The problem is that the guys at Exo Terra decided to discontinue the Large and Medium terrariums here in Mexico. So, if you want a large tank you have to buid it.


WARNING: Even though it's not a difficult task, I strongly recomend to do this with caution because you are working with glass, knives and razors; and if you get distracted, it can turn ugly in seconds.


The whole process took me like 6 hours.



LET’S BEGIN!


First, you'll need tools, but not many. 

After trial and error, this are the tools that were most helpful to me.




From Left to Right: 30cm Tweezers, a sharp kitchen knife, a razor and its handle, a set of mini screwdrivers (you'll only need the flat ones), and a mini broom to clean constantly.

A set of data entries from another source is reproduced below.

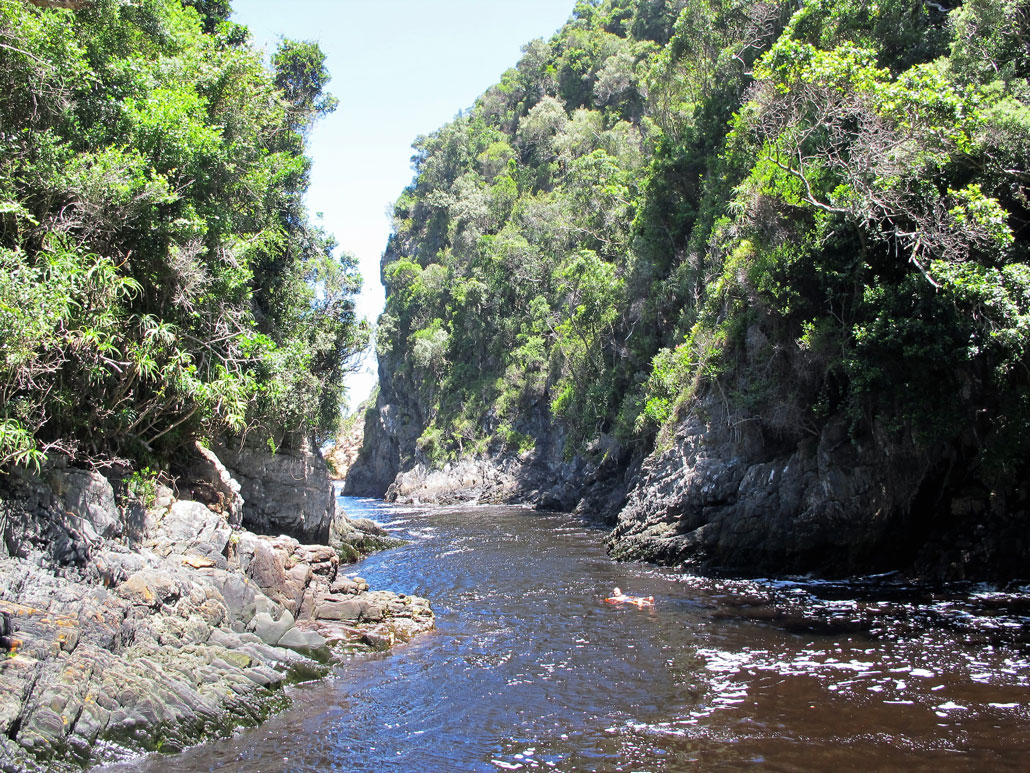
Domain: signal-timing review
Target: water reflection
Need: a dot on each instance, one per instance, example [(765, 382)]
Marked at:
[(528, 670)]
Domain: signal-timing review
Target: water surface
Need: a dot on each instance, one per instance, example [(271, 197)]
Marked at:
[(527, 668)]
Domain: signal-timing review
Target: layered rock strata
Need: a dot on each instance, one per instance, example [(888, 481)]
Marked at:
[(149, 629)]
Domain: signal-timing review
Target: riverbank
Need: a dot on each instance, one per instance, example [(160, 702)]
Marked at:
[(128, 629), (527, 666)]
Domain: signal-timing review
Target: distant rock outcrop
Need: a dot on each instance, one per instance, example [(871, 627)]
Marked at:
[(128, 629), (284, 492)]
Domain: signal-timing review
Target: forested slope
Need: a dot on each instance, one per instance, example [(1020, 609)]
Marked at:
[(731, 237), (160, 280)]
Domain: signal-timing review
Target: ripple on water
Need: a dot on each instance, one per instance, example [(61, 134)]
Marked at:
[(527, 669)]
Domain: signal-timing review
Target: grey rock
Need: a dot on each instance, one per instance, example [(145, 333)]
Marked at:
[(284, 493), (269, 630), (310, 643), (333, 609), (89, 497)]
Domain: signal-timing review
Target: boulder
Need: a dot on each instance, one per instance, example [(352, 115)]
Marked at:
[(88, 499)]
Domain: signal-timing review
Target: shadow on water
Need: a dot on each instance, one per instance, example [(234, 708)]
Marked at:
[(528, 669)]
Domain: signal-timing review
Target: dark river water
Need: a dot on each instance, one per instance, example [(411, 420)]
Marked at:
[(528, 669)]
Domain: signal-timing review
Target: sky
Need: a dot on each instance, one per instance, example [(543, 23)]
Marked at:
[(400, 68)]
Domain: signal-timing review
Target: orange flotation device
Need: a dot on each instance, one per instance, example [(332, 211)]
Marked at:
[(618, 597)]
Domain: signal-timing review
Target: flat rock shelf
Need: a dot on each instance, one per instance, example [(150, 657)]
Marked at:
[(528, 669)]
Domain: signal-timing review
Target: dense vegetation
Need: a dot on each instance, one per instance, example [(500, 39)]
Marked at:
[(160, 280), (805, 211)]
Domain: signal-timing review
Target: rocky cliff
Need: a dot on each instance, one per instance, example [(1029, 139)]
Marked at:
[(131, 626), (723, 492)]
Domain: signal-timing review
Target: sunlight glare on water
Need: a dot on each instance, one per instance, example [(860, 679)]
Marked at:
[(528, 669)]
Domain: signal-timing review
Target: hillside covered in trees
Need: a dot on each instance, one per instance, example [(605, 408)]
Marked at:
[(160, 279), (709, 241)]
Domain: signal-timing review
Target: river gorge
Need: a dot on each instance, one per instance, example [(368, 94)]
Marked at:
[(528, 669)]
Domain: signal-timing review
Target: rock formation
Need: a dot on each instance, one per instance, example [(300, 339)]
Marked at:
[(131, 629)]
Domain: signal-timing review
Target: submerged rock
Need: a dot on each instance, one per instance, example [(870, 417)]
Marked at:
[(109, 649)]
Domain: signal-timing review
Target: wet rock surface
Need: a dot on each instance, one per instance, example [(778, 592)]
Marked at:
[(111, 645)]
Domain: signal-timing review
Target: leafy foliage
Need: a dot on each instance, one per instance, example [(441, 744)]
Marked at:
[(814, 209), (160, 279)]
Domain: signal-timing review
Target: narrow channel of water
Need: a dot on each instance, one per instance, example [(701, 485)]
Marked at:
[(529, 670)]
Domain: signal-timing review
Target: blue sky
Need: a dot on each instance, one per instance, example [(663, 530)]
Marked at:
[(400, 68)]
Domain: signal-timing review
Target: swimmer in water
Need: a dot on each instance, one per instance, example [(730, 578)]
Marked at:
[(618, 597)]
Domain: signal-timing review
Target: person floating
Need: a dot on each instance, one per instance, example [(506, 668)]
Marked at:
[(618, 597)]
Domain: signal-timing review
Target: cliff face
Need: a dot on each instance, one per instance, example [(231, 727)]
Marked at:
[(127, 629), (722, 494), (740, 242), (391, 466)]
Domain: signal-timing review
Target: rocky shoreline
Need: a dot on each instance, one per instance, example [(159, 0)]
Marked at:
[(128, 629), (720, 494)]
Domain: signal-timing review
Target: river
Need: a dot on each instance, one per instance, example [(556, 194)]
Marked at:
[(528, 669)]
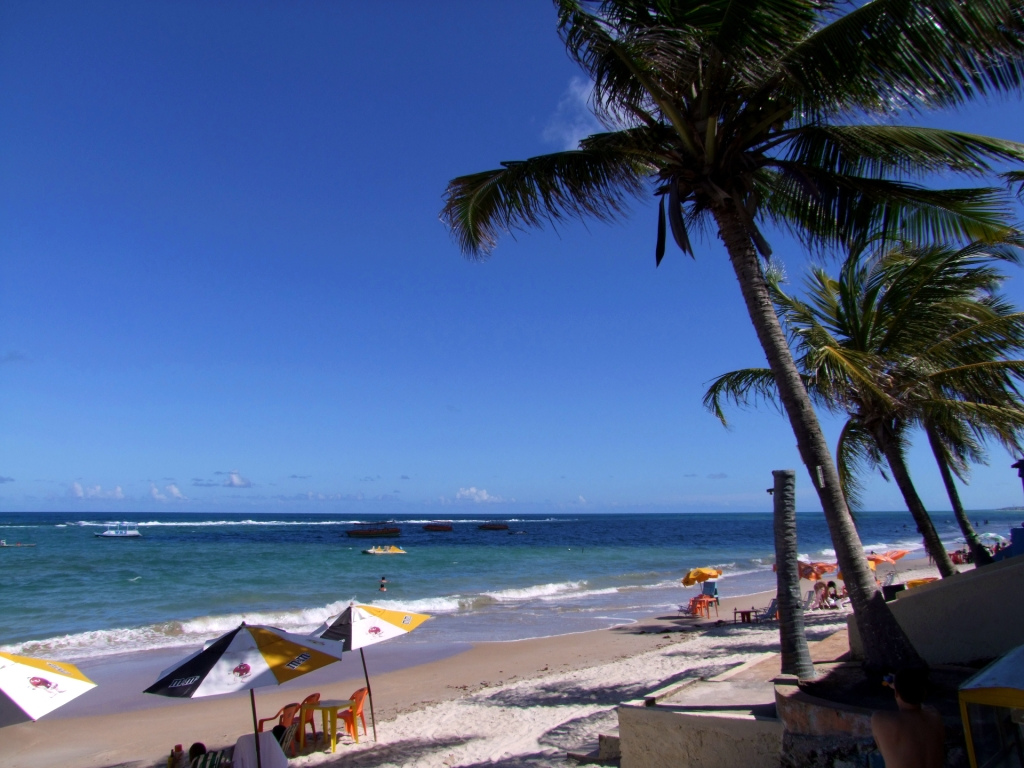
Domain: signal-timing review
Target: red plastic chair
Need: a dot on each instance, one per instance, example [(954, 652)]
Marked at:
[(355, 712), (309, 719)]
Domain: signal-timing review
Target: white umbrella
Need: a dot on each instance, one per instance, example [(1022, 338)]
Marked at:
[(37, 686), (247, 657), (358, 626)]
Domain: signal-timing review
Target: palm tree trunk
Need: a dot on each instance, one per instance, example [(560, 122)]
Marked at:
[(890, 448), (793, 641), (885, 642), (981, 554)]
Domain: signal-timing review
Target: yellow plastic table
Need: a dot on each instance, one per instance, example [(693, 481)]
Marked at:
[(329, 708)]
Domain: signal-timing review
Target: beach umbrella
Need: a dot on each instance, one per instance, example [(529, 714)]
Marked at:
[(359, 626), (249, 656), (32, 687), (812, 571), (896, 554), (873, 560), (696, 576), (993, 537)]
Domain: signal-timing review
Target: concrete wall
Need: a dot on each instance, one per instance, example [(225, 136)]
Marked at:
[(969, 616), (660, 736)]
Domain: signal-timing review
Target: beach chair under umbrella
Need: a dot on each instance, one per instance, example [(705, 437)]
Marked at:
[(32, 687), (359, 626), (696, 576), (249, 656)]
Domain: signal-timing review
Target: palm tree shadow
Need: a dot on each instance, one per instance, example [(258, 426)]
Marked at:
[(404, 752), (556, 694), (551, 759)]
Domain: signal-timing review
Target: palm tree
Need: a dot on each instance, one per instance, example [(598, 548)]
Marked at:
[(738, 114), (916, 337)]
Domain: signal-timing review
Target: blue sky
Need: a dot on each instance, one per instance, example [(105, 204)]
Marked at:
[(225, 285)]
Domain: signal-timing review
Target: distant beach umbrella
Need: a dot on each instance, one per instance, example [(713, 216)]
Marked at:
[(896, 554), (812, 571), (247, 657), (696, 576), (873, 560), (993, 537), (359, 626), (32, 687)]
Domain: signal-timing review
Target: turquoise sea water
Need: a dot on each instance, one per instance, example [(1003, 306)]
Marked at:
[(193, 577)]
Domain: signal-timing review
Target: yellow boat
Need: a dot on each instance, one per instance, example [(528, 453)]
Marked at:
[(390, 550)]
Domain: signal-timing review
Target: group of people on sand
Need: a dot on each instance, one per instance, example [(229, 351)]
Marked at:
[(826, 596)]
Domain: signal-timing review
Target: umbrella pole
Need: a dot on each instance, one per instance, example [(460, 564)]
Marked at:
[(252, 698), (370, 695)]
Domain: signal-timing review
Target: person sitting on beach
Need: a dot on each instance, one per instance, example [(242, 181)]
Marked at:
[(819, 595), (832, 596), (913, 736), (198, 750)]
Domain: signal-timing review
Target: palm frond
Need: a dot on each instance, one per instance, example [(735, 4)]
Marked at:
[(595, 182), (741, 388), (880, 151), (889, 54), (856, 454), (824, 210)]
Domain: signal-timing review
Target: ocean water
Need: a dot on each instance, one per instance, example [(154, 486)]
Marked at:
[(193, 577)]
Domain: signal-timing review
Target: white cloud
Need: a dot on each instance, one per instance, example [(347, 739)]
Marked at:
[(572, 119), (235, 480), (478, 496), (78, 491)]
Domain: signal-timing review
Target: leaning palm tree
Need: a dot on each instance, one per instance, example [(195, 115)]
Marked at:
[(913, 338), (738, 114), (957, 441)]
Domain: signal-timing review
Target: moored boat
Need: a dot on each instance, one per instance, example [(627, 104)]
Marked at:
[(374, 530), (121, 530), (389, 550)]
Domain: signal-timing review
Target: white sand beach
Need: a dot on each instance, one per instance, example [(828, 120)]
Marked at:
[(513, 704)]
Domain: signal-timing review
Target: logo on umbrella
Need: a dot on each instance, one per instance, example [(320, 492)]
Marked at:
[(298, 662)]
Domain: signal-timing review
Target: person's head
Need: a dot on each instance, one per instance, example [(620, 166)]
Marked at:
[(911, 685)]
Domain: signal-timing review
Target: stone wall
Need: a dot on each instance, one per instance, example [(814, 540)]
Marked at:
[(658, 736), (973, 615)]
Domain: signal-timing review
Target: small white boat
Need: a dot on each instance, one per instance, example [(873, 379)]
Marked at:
[(391, 550), (121, 530)]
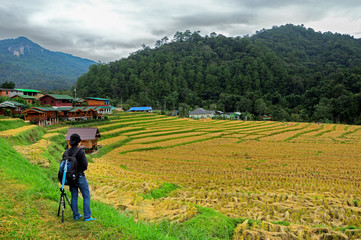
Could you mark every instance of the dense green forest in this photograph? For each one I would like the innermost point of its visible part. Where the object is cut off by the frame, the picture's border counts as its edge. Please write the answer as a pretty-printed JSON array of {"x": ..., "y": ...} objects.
[
  {"x": 290, "y": 72},
  {"x": 30, "y": 66}
]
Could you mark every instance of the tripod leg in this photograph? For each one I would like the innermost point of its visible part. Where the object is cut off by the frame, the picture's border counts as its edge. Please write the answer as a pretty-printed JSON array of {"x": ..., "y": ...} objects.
[
  {"x": 67, "y": 199},
  {"x": 62, "y": 208},
  {"x": 60, "y": 200}
]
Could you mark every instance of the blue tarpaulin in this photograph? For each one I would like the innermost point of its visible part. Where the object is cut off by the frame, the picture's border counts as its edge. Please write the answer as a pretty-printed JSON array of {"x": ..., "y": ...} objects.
[{"x": 140, "y": 109}]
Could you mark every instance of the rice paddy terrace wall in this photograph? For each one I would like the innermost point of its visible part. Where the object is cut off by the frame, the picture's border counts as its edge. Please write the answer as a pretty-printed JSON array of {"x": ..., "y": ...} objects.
[
  {"x": 277, "y": 179},
  {"x": 286, "y": 179}
]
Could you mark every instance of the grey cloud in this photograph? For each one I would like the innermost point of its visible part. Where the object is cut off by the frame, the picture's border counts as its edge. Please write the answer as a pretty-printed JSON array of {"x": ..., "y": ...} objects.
[{"x": 213, "y": 19}]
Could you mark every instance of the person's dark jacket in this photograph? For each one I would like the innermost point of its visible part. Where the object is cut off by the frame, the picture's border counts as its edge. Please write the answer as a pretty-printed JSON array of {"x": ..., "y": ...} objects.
[{"x": 81, "y": 159}]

First you need to remove top mesh and then the front doors.

To take the doors off, you'll have to ve very careful. With one hand grab the door and be ready to hold its complete weight (if someone can helps you, better), and with the other one apply pressure to the plastic frame pushing upward very close to the upper door hinge.













As soon as you free the top hinge, gravity will do the rest. Just be prepared to catch the door.



The plastic frame is fragile, but it will hold the pressure perfectly if you do it gently.



Next, you'll have to use your razor to separate the plastic frames from the glass. 





Once you feel that the razor has no opposition, means it can't reach any more silicone, so its time to use the knife the exact same way.



Do it until de knife slides like butter.

Make shure you cut all silicone between the glass corners.



Now, if you cut the silicone correctly, you'll be able to take the bottom glass off. 

Place the tank Having the back glass laying on its back. Now push gently, but very firm, the bottom glass away from the base frame. 

Do not push on the center of the glass 'cause you'll break it, cut your hands and die. Push on the corners and around the frame. 

If it doesn't move, try using the razor again and again.

(SORRY, THAT STEP WAS SO FAST THAT I FORGOT TO TAKE PICTURES)


The next steps depend on how many silicone the guys at the factory used, so you have to use your criteria on which pice goes next.

Try to move all the glass to see if there’s one especially weak.

In my case one of the side glasses was the weakest so I used the razor to cut all silicone that I could reach, then used the knife like before. 

Do it this way so that your cuts make the gap gradually bigger. If you skip the razor, you risk pushing to hard with the knife and breaking the glass, the plastic frame or cutting yourself and bleeding to death.


Now, try to pull the corners of the frame away from the glass until you can separate them. This is the hardest and most delicate part of the process, so take your time.



Once a tiny corner gives up, insert one of the little screen drivers into the gap, and push! This will cut some of the silicone on the inside. Then, as you go deeper into the gap, I used the tweezers, but you can use anything that fits.





Do the same on all the sides.

At first it will be difficult, but as you start taking pics apart, you’ll be able to get used to the procedure. BUT DON’T GET COCKY!!!! That’s when accidents happen.


I used a pice of wood to help me to hold the top frame, because its fragile and the steadier it is, the easier to take it of.





Once you take the top frame off. It’s time to take the rest of the glass one by one.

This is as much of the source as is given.